Das Jahr 2022 beginnt mit Querdenken-Demonstrationen, zu denen hauptsächlich online via Telegram mobilisiert wird. Ähnlich wie das Jahr zuvor versucht Querdenken im Januar, mit ihren Demos den demokratischen Konsens zu erodieren und Stimmung gegen den Staat zu machen. Doch anders als in 2021 scheitern ihre Mobilisierungsversuche, wie auch beim Protest gegen die Impfpflicht im Regierungsviertel, wo etwa 1000 Querdenker*innen mit Parolen über das „gleichgeschaltete Marionetten-Parlament“ durch die Straßen ziehen.
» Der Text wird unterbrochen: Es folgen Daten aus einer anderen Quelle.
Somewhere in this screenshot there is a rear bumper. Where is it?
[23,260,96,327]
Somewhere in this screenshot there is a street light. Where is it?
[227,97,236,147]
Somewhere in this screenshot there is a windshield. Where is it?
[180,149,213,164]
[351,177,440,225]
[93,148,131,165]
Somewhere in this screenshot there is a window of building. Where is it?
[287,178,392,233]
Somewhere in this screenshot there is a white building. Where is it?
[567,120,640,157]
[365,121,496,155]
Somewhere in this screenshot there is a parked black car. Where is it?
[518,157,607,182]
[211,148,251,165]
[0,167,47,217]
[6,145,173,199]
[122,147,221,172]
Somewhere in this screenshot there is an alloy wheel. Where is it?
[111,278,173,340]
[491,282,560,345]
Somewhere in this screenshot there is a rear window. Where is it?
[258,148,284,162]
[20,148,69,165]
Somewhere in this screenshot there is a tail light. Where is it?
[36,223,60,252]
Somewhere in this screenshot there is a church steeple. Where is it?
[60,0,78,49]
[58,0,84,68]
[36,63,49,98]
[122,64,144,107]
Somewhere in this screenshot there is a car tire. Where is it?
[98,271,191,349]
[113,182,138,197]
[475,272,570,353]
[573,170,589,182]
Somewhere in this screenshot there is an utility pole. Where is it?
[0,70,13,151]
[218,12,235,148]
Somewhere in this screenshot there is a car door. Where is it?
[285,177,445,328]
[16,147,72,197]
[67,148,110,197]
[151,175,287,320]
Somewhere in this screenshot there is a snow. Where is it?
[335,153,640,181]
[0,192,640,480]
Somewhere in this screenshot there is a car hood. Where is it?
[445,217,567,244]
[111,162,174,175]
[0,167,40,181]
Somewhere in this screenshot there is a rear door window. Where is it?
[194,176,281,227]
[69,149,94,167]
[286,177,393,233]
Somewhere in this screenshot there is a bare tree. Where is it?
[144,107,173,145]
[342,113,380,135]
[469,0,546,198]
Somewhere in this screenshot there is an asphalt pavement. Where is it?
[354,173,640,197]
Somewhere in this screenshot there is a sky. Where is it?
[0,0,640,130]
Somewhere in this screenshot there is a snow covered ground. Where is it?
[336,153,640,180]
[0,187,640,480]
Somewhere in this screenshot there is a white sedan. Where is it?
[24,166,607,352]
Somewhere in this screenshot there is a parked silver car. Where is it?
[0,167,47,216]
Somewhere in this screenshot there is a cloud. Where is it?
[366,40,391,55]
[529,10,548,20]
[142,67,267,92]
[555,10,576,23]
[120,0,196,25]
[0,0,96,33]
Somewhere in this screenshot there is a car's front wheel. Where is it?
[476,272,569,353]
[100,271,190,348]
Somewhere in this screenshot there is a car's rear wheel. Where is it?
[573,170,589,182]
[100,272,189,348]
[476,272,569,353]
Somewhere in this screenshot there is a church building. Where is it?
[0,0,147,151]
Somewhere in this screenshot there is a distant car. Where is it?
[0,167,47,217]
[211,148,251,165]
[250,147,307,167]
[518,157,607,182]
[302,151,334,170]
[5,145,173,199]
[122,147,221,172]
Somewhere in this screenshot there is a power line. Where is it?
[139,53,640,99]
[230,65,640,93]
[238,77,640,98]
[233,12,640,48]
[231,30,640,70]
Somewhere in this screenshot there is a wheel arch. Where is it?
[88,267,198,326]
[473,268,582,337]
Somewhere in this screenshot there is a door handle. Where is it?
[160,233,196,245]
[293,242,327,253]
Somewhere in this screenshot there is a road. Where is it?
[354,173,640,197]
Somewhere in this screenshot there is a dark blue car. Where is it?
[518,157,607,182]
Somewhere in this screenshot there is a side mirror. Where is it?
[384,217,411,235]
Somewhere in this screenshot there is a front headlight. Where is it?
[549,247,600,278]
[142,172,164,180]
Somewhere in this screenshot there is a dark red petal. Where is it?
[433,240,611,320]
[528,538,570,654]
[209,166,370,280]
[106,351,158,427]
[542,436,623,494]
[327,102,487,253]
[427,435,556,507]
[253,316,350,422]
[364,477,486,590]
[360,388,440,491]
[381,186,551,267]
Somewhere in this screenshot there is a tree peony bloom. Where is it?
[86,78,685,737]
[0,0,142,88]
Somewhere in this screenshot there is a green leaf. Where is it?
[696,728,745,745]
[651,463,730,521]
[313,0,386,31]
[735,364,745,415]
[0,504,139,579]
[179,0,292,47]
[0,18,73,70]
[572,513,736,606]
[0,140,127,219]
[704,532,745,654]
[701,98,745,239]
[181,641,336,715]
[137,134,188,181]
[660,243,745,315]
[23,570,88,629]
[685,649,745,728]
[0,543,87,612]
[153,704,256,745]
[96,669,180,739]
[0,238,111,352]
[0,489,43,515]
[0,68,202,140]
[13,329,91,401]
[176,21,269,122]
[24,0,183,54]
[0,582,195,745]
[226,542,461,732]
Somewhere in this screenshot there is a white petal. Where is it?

Vielmehr sind es die randständigen Coronaleugner*innen, die nicht klassisch zu Querdenken gehören, die es schaffen, medienwirksam in der Öffentlichkeit zu polarisieren. Die Rede ist vom Widerstandsaufruf einiger ehemaliger Bundeswehrsoldaten, die der Regierung Mitte Januar ein Ultimatum setzen. So versammeln sich in Magdeburg  an einem kalten Januarsamstag mehrere Tausend Impfgegner*innen und Rechtsextreme zu einer „Mega-Demo“, die von drei uniformierten Bundeswehrsoldaten begleitet wird. Bei den Soldaten handelt es sich um radikalisierte Mitglieder einer Telegram-Gruppe, die die deutsche Regierung für die sogenannte „Zwangsimpfung“ attackieren. Das Ganze kulminiert mit einem Auftritt von Oberfeldwebel Andreas Oberauer, der über “Leichen auf Feldern” schwadroniert und einen bewaffneten Widerstand ankündigt. Oberauer schafft es in kurzer Zeit, in den einschlägigen verschwörungsideologischen Kanälen auf Telegram beachtliche Reichweite zu generieren.

Januar

Im Januar dokumentiert Belltower gemeinsam mit de:hate auch die Neuausrichtung der Identitären Bewegung in Deutschland und Österreich. Zehn Jahre nach der Gründung der IB zieht ihr Chefaktivist Martin Sellner in einem Online-Stream Bilanz. Er spricht über die Misserfolge, die Verfahren sowie Plattformlöschungen, die dazu geführt haben, dass die IB aus der Öffentlichkeit gestoßen worden sei. Ersieht das Ziel der Bewegung darin, sich neu zu justieren. Hoffnung wittert er in der Coronamaßnahmen-Protestbewegung, wo auch zahlreiche ehemalige IB-Kader längst eingeschleust sind. Zu beobachten ist, dass sich zu dieser Zeit fast alle Rechtsaußen Akteur*innen „Querdenken“ und Co. angeschlossen haben. Die Analyse dokumentiert  zahlreiche Firmenneugründungen, Internetprojekte und Rebrandings, hinter welchen ehemalige IB-Kader stecken. Die Strategie dahinter: neue Namen für alte Projekte, um den Bezug zu der verbotenen Identitären Bewegung zu verschleiern.

Februar

Der Monat Februar verzeichnet einen kleinen Erfolg im Kampf gegen rechte Verschwörungsideologie, als Telegram Attila Hildmann von der Plattform wirft. Doch dieser verblasst schnell, als am 24. Februar 2022 Russland in die Ukraine einmarschiert und der zweite Krieg auf europäischen Boden seit der Beendigung des Zweiten Weltkrieges beginnt. In den Tagen nach dem Beginn des Krieges lassen sich auf Telegram erste Positionierungen und Lagerbildungen nachzeichnen. Die rechte Szene wirkt online gespalten: ein Teil von ihnen, darunter auch die NPD, zeigt ihre Russland-Treue und schwärmt vom starken Mann Putin, während andere, wie der III. Weg, die enge Kontakte zu ukrainischen Asow-Rechtsextremist*innen pflegen, sich offensiv gegen Russland positionieren. Die Nachrichten über den Krieg explodieren auf Telegram in dieser Zeit und drohen, das altbewährte Krisennarrativ von COVID-19 zu ersetzen. Gespalten wirken auch die COVID-skeptischen Szenen, die über vermeintliche “Kriegstreiber” berichten und Listen von diskreditierten Influencer*innen veröffentlichen. Boris Reitschuster, Szenegröße der Alternativmedien, erntet wegen seiner Verurteilung Putins von seinen Covid-Skeptischen Genoss*innen eine digitale Ohrfeige und heftige Kritik.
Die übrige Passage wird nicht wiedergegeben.